As promessas, as metas, os desejos, as opiniões, os sonhos... quanto tempo duram? Tenho um amigo que conheceu uma pessoa em Porto Alegre durante uma viagem. Ambos assistiram o primeiro filme e, como eu e muitos (creio), eram encantados por aquele romance. Era pela época do lançamento da continuação e parece que queriam, mas não puderam assisti-la (não sei bem a história, mas...). Então, ambos fizeram a promessa de somente assistir o filme se fosse em companhia um do outro. O fato é que, desde então, um país inteiro os separa e não sei se eles já assistiram... Mas deveriam...

Nem sei por que lembrei disso... Cabe tanta coisa dentro cada um... De cada segundo vivido, nunca se sabe o quanto fica e quanto se perde. Imagine a quantidade de coisa pra pôr em dia ao se rever alguém de quem não se tinha notícias há nove anos, por exemplo. E imagine o quanto ficará por ser dito... seja por não ser conveniente; por pensar que o outro não achará interessante, mesmo sendo essencial pra você; por trauma; por querer disfarçar o que realmente se sente; por falta de tempo...
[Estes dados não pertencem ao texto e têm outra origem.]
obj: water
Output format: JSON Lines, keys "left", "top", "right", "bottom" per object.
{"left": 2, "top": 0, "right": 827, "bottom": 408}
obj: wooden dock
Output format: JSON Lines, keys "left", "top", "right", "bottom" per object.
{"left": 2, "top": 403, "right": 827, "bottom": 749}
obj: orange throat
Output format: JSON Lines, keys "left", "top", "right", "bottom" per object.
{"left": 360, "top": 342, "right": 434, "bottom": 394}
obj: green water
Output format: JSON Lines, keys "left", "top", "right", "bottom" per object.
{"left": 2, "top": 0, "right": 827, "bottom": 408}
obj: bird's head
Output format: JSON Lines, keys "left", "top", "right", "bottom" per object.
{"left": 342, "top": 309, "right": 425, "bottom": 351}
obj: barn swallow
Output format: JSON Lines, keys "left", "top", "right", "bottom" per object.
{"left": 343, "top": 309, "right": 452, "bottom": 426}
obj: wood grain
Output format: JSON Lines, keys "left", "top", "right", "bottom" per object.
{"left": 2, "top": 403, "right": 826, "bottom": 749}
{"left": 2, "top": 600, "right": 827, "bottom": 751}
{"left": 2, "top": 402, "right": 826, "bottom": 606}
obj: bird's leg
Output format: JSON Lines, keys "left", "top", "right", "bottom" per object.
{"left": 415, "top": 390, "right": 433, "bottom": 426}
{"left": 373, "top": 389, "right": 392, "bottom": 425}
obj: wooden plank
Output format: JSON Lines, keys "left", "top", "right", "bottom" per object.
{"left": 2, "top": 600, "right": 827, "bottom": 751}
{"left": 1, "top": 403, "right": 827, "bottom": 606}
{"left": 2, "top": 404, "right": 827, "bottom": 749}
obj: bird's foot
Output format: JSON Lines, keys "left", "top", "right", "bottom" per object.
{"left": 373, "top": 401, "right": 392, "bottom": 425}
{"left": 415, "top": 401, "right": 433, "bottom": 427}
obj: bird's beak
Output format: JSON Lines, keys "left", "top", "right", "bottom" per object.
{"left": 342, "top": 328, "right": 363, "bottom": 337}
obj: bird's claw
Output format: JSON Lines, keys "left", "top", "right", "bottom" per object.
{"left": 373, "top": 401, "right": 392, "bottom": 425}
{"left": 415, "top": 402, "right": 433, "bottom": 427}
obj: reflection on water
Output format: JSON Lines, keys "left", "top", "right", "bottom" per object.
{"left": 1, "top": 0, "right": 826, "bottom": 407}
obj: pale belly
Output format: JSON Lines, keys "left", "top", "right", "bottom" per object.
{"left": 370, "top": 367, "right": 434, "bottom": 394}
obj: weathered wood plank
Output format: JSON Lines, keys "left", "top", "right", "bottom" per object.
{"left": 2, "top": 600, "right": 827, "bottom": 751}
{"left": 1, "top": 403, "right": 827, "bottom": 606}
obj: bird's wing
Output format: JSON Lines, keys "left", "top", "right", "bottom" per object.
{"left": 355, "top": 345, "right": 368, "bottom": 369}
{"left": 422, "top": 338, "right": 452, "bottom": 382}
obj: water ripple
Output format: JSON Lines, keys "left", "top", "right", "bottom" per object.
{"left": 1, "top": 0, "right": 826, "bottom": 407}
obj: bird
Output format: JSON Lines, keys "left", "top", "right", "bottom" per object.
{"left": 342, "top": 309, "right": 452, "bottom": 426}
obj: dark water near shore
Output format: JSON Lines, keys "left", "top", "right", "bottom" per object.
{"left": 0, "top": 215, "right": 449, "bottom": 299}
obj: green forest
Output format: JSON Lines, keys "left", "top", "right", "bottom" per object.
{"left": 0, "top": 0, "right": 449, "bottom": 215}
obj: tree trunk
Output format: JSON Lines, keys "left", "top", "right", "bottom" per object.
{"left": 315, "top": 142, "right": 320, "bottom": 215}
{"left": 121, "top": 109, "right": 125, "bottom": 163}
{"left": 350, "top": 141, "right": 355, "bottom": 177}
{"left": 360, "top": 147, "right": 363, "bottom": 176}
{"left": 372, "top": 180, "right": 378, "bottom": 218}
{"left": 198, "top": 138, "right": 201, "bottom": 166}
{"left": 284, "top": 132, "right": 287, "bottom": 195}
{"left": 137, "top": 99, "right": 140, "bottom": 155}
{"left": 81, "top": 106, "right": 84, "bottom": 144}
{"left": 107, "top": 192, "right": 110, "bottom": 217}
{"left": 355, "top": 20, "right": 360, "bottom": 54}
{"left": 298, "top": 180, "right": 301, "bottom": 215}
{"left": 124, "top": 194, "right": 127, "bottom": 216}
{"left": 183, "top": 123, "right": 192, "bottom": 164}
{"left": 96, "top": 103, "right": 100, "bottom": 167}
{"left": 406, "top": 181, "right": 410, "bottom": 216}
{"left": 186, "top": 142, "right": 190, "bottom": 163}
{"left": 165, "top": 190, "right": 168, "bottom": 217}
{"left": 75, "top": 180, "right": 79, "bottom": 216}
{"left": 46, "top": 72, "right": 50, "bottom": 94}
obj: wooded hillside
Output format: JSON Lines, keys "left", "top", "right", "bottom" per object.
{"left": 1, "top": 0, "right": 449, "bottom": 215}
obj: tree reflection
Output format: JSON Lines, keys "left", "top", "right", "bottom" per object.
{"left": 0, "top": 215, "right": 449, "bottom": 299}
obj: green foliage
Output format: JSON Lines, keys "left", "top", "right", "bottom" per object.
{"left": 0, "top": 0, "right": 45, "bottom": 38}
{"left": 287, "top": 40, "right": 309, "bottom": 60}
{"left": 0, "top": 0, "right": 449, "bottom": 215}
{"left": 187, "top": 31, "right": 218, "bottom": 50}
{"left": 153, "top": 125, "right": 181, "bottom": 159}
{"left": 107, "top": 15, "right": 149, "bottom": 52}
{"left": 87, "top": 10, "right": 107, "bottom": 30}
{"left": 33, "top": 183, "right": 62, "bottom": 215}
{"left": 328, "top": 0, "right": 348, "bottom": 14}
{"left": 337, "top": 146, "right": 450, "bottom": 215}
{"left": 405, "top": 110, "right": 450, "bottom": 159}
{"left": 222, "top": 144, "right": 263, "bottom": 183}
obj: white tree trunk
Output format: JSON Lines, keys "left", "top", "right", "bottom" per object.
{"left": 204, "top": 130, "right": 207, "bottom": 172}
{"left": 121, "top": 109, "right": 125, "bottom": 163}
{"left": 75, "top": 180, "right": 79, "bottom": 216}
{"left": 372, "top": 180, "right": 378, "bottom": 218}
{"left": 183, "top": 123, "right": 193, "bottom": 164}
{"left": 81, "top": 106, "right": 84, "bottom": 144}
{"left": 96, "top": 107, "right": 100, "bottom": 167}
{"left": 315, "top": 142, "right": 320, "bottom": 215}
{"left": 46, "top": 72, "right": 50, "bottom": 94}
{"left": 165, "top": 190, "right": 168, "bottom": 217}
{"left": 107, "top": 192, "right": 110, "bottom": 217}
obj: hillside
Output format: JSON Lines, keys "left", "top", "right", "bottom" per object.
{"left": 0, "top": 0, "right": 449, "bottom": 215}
Uma tarde é muito pouco tempo pra recuperar o tempo perdido... Proust passou cerca de treze anos, (sendo que 3 dos quais, os 3 últimos de sua vida, trancafiado num quarto) perdendo e tentando recuperar o tempo de uma vida e, mesmo tendo escrito a sua maior obra (Em busca do Tempo Perdido), creio que se lhe fosse perguntado, ainda assim o diria: não deu.

Muitos são os lugares, as pessoas, as promessas, os ideais, os sonhos e é possível que eles até fiquem em nós. Porém, talvez nós é que não fiquemos. O tempo passou pelos personagens e os lugares e, os personagens e lugares, pelo tempo, como em Proust.

Proust, também ele, passou, se foi. Nós sempre estamos indo... e assim as coisas vão (também)... e ficam, repetindo-se em algum lugar (onde?).

Não sei... Já é a terceira vez que o letreiro desce aqui na tv, a música teima em dar agulhadas no peito, é a segunda garrafa de vinho, há uma lágrima ancestral sufocada aqui dentro e um sorriso que não sei explicar e, mesmo diante de tanta conversa que Jesse e Celine têm pra pôr em dia enquanto caminham por Paris, eu ainda não tenho palavras pra dizer qualquer coisa sobre “antes do pôr-do-sol”.